The percentage of passwords guessed after a given number of guesses (shown in log scale), by college within Carnegie Mellon University.

If you're a student or teacher in a computer science school of a big college, chances are good that you pick stronger passwords than your peers in the arts school. In turn, the arts students usually pick better passwords than those in the business school, according to research presented this week.

The landmark study is among the first to analyze the plaintext passwords that a sizable population of users choose to safeguard high-value accounts. The researchers examined the passwords of 25,000 faculty, staff, and students at Carnegie Mellon University used to access grades, e-mail, financial transcripts, and other sensitive data. The researchers then analyzed how guessable the passwords would be during an offline attack, such as those done after hackers break into a website and steal its database of cryptographically hashed login credentials. By subjecting the CMU passwords to a cracking algorithm with a complex password policy, the researchers found striking differences in the quality of the passwords chosen by various subgroups within the university population.
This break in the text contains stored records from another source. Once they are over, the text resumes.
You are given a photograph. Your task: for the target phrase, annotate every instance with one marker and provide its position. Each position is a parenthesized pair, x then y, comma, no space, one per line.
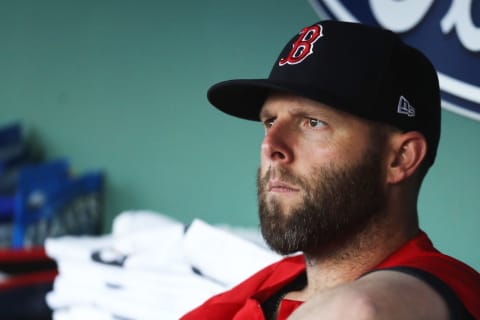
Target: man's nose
(277,144)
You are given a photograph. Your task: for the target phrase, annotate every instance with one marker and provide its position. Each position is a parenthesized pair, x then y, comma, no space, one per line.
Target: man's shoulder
(420,258)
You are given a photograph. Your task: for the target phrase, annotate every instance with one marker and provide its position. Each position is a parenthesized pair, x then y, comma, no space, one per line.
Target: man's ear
(407,153)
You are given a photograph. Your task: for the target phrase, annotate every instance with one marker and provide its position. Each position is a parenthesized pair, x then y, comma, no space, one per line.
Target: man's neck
(350,261)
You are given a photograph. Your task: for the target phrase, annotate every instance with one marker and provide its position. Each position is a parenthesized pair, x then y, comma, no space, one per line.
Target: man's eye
(315,123)
(268,123)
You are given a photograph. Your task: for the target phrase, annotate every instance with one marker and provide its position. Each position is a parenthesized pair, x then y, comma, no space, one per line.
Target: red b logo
(303,46)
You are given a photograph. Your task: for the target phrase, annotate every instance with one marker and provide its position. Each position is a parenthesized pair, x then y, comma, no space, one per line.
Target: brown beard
(338,204)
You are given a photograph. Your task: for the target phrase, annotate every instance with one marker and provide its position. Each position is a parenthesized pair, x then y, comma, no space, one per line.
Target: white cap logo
(404,107)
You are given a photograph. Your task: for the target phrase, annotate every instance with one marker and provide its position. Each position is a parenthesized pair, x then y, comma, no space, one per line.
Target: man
(352,124)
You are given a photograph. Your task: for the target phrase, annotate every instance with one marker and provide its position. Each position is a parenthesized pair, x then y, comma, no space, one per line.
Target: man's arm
(379,295)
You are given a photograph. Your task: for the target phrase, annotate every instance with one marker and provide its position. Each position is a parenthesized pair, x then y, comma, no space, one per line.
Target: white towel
(223,256)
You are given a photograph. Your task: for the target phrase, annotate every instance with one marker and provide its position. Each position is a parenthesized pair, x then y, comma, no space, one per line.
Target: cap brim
(244,98)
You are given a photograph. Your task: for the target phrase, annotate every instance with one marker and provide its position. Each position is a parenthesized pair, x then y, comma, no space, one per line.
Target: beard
(337,205)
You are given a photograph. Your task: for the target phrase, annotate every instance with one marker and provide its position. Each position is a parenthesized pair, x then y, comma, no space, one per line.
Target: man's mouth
(281,187)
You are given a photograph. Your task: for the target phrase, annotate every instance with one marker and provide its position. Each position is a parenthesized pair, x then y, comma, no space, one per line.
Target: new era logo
(404,107)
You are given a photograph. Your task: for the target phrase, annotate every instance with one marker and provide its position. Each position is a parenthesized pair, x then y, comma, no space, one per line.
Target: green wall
(120,85)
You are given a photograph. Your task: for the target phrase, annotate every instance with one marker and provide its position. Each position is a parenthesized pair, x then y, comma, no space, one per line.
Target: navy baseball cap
(365,71)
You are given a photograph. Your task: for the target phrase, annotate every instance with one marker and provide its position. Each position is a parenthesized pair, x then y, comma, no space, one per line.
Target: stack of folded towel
(149,267)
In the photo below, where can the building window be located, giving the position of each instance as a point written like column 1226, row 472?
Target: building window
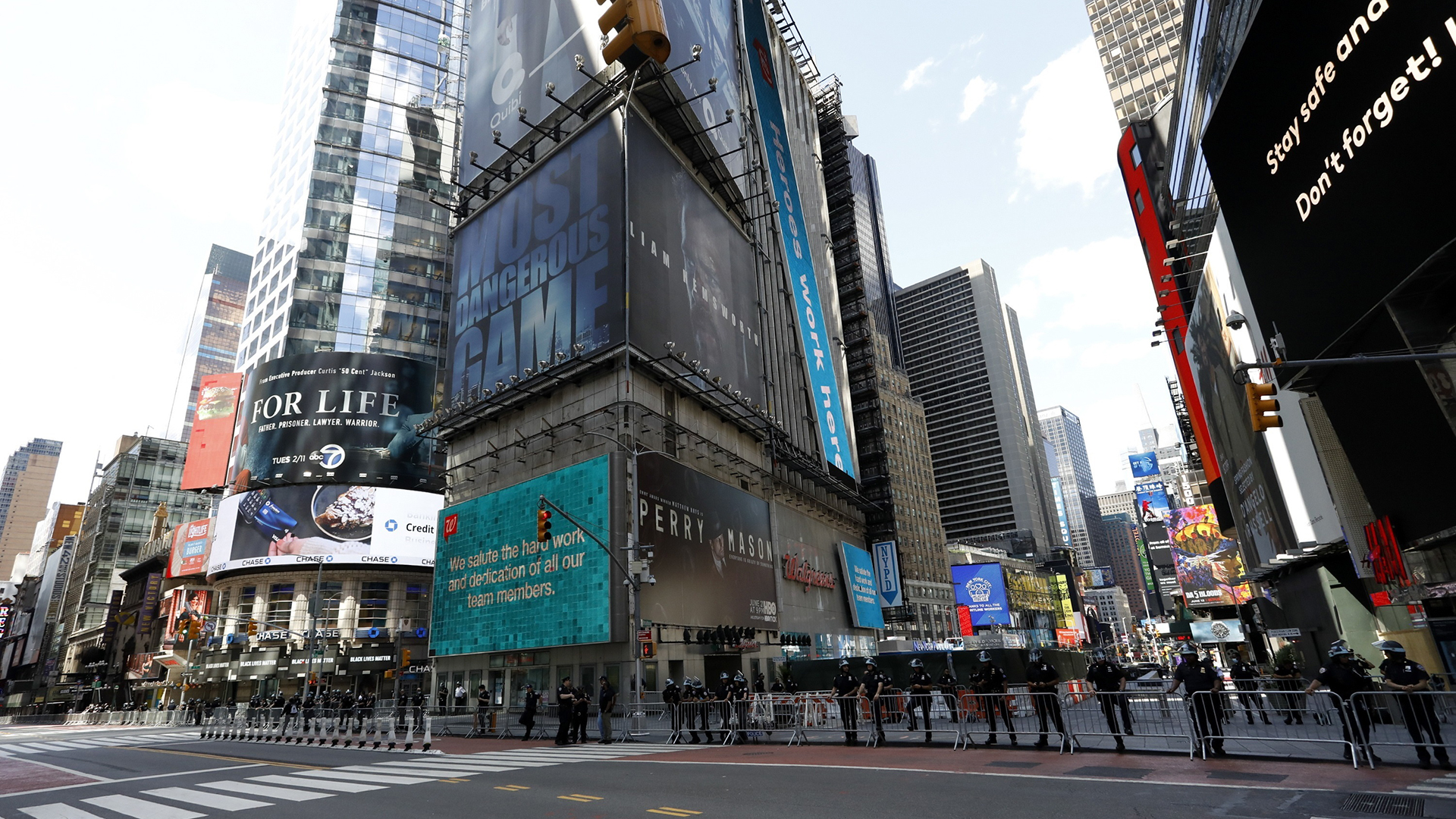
column 280, row 605
column 375, row 605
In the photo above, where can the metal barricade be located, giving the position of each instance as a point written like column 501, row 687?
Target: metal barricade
column 1145, row 720
column 1405, row 719
column 1229, row 717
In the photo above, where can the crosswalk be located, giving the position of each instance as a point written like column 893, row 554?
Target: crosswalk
column 229, row 796
column 55, row 745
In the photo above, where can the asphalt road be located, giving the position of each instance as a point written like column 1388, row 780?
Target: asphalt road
column 171, row 774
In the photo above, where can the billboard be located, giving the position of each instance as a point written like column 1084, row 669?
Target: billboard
column 337, row 523
column 858, row 570
column 1216, row 632
column 712, row 548
column 982, row 589
column 1329, row 108
column 340, row 417
column 190, row 544
column 1209, row 566
column 212, row 442
column 498, row 589
column 799, row 260
column 1144, row 464
column 541, row 268
column 692, row 268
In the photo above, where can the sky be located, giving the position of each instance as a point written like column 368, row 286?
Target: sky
column 147, row 137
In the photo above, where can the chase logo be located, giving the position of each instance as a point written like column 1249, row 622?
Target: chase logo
column 332, row 455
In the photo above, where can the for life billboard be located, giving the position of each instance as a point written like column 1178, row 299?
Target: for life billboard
column 212, row 442
column 337, row 419
column 982, row 589
column 712, row 548
column 858, row 570
column 335, row 523
column 1331, row 110
column 190, row 542
column 497, row 589
column 1209, row 566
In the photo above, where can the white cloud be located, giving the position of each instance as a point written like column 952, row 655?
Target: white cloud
column 974, row 95
column 916, row 76
column 1068, row 127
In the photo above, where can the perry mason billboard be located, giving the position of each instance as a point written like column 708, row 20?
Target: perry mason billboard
column 1329, row 150
column 340, row 417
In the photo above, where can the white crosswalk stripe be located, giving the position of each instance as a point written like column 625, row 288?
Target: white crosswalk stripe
column 289, row 795
column 140, row 808
column 207, row 799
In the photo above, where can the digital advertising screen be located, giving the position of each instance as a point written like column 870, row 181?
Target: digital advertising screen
column 338, row 523
column 858, row 570
column 212, row 442
column 982, row 589
column 190, row 545
column 338, row 419
column 712, row 548
column 497, row 589
column 1209, row 566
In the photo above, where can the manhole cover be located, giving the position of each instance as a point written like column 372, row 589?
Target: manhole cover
column 1388, row 805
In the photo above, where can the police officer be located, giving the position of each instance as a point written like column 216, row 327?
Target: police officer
column 1109, row 681
column 946, row 686
column 1201, row 682
column 1041, row 682
column 1247, row 682
column 992, row 681
column 846, row 692
column 565, row 700
column 1405, row 676
column 875, row 686
column 1346, row 678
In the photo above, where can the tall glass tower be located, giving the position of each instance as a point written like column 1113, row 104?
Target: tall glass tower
column 351, row 254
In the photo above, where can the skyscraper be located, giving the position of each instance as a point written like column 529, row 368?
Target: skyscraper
column 218, row 343
column 1063, row 430
column 25, row 488
column 965, row 363
column 1138, row 42
column 351, row 253
column 894, row 447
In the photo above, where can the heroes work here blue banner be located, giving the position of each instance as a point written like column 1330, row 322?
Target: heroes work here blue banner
column 813, row 328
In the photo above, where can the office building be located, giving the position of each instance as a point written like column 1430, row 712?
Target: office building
column 221, row 321
column 25, row 490
column 892, row 438
column 965, row 356
column 351, row 251
column 1063, row 431
column 1138, row 44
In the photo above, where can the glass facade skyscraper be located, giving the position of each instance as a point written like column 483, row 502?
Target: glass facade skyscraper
column 351, row 254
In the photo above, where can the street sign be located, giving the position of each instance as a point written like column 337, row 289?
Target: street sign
column 887, row 575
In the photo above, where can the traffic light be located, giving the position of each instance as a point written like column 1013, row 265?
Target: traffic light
column 1260, row 403
column 639, row 25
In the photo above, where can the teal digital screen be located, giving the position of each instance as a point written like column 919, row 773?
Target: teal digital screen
column 497, row 589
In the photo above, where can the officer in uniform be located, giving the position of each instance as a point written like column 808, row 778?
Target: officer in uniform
column 846, row 692
column 565, row 697
column 875, row 686
column 946, row 686
column 992, row 681
column 1201, row 682
column 922, row 689
column 1346, row 678
column 1405, row 676
column 1109, row 681
column 1041, row 682
column 1247, row 682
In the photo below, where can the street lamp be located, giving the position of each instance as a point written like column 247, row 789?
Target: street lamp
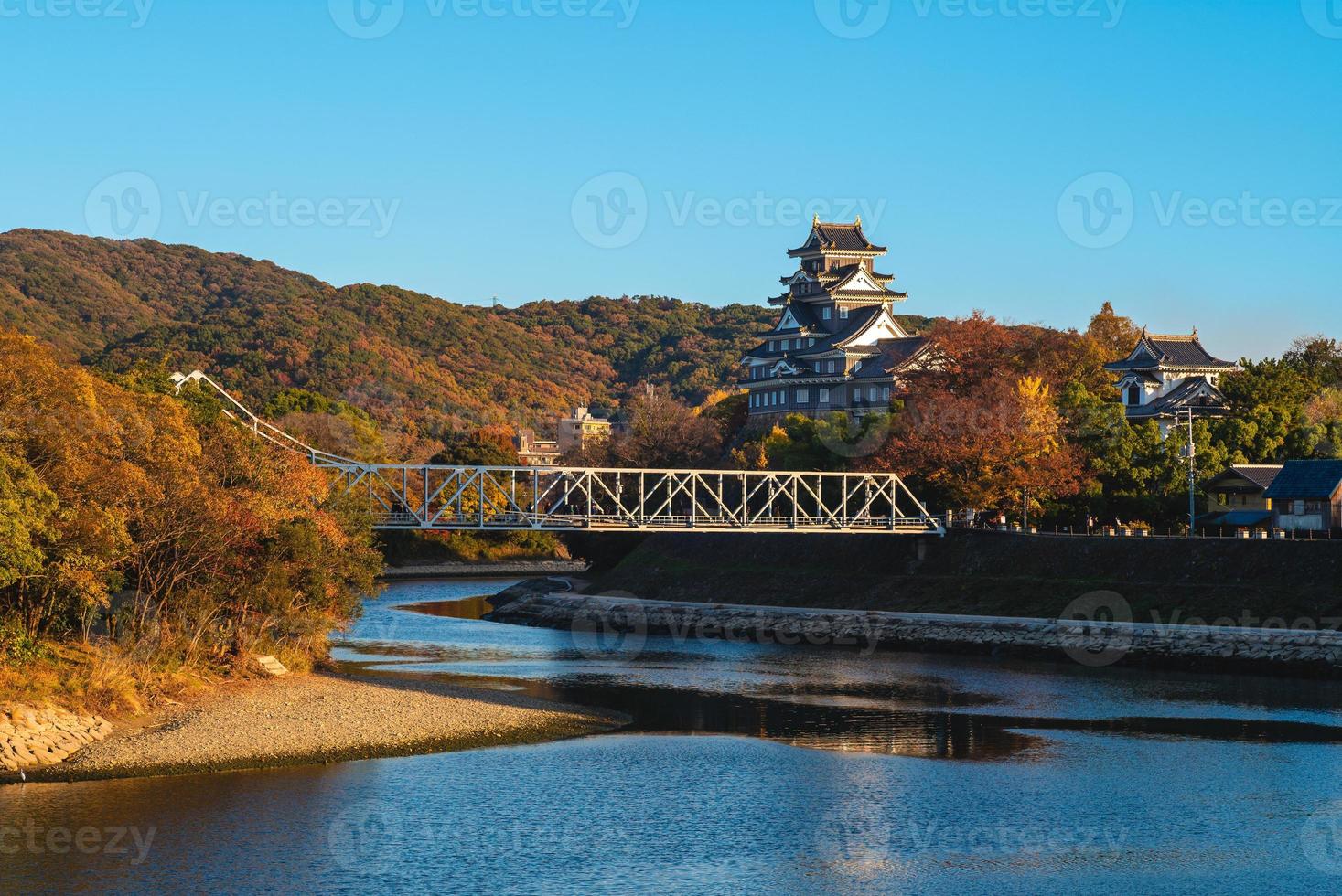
column 1190, row 453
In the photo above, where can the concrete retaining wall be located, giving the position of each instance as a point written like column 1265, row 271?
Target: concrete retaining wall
column 1088, row 643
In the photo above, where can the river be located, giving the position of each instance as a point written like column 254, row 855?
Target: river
column 749, row 769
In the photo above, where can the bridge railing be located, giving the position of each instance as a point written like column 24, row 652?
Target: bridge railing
column 428, row 496
column 611, row 499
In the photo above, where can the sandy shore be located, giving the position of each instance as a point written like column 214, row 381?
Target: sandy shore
column 321, row 718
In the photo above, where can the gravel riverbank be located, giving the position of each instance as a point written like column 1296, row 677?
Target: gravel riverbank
column 321, row 718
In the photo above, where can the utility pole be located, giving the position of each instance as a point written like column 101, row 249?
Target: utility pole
column 1190, row 453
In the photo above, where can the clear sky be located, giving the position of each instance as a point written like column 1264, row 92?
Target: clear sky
column 1028, row 157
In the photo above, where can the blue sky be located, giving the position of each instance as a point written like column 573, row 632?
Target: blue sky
column 1028, row 157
For instance, people associated with CMU's computer science and technology schools chose passwords that were more than 1.8 times stronger than those used by people in the business school. In between these two groups were people associated with the art school. Statistically speaking, passwords picked by computer science and technology users were only 68 percent as likely to be guessed as arts users and only 55 percent as likely to be cracked as people in the business school. Stated differently, the number of attempts required to successfully guess 100 arts school passwords in the typical offline crack would yield passwords for 124 people in the business school and 68 people in the computer science school.